Damit wird der bisherige Infrastrukturatlas also um Informationen über Infrastrukturen für Gas, Elektrizität, Fernwärme, Abwasser und Verkehr erweitert. Ihre Eigentürmer müssen künftig entsprechende Informationen an die BNetzA liefern. Ausbauwillige TK-Netzbetreiber erhalten auf Anfrage und zu bestimmten Bedingungen einen Überblick über diese Infrastrukturen.
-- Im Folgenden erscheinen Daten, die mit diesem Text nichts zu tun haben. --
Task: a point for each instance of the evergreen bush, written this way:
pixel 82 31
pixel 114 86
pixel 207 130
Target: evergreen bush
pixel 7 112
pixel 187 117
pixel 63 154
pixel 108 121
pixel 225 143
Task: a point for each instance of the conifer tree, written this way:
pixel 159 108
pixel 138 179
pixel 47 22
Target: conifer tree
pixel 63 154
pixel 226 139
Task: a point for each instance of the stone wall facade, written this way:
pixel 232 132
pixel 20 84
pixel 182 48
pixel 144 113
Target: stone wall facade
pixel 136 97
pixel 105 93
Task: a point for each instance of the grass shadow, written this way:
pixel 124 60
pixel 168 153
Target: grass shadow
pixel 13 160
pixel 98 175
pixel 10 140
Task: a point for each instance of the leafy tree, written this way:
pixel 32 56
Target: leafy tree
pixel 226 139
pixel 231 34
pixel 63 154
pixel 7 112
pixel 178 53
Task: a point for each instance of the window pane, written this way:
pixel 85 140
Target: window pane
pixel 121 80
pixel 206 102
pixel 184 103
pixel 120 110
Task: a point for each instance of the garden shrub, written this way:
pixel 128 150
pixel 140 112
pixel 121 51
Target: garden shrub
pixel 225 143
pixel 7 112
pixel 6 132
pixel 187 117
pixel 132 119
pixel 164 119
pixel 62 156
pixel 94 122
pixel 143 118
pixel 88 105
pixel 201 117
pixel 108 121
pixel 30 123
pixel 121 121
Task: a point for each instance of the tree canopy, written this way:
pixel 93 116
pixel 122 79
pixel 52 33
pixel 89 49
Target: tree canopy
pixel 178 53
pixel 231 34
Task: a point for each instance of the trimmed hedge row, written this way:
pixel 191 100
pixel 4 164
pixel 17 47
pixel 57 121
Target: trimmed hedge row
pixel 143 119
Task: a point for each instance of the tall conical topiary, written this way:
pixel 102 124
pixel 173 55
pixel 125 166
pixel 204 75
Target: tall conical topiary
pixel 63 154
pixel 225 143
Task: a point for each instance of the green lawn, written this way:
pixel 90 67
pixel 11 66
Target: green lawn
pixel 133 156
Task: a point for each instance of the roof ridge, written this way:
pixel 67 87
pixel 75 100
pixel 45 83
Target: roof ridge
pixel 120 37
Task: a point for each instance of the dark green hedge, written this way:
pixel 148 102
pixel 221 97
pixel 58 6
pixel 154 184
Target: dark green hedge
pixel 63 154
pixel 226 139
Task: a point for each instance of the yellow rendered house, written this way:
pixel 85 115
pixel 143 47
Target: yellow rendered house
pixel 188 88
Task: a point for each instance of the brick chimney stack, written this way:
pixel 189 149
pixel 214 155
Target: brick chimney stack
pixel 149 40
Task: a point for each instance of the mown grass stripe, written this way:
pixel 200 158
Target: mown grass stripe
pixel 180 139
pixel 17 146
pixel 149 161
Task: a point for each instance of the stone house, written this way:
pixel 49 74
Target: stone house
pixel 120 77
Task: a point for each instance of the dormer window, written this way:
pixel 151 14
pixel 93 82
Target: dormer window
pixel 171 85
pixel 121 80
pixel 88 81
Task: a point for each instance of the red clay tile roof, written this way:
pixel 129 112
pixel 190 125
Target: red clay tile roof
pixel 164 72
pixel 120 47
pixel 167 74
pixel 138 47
Die BNetzA hat damit begonnen, Datenlieferanten zu einer erweiterten Lieferung zum Infrastrukturatlas zu verpflichten und ihnen die erforderlichen Unterlagen übermittelt. Erste Verträge wurden bereits geschlossen. Sollte ein Unternehmen diesen Vertrag nicht abschließen, wird die BNetzA die Daten im Rahmen eines Verwaltungsverfahrens abfragen. Im Gegensatz zur ISA-Planung ist eine Lieferung für ISA-Mitnutzung an die BNetzA freiwillig. Es besteht jedoch eine bilaterale Auskunftspflicht.
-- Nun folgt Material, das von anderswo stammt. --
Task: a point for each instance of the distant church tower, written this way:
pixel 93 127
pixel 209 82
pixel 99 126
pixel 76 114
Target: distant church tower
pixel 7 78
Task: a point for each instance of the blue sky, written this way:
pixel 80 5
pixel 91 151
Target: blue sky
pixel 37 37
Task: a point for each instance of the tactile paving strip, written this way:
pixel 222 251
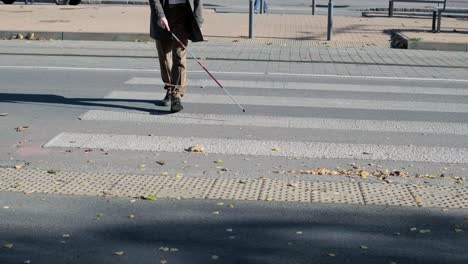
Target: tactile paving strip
pixel 34 181
pixel 91 184
pixel 440 196
pixel 236 189
pixel 386 194
pixel 336 192
pixel 285 191
pixel 141 185
pixel 187 188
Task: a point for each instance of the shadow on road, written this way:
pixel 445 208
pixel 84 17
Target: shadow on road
pixel 94 102
pixel 255 232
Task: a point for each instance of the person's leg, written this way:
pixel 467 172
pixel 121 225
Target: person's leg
pixel 164 48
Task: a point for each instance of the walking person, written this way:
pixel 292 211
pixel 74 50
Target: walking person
pixel 256 6
pixel 184 18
Das für das DigiNetzG federführende Bundesministerium für Verkehr und digitale Infrastruktur (BMVI) hat zur Konkretisierung der Regelungen zudem mehrere begleitende Arbeitsgruppen eingesetzt, z. B. zu einem einheitlichen Materialkonzept sowie zum Einsatz alternativer Verlegetechnologien, die Hilfestellungen für die Akteure vor Ort erarbeiten sollen.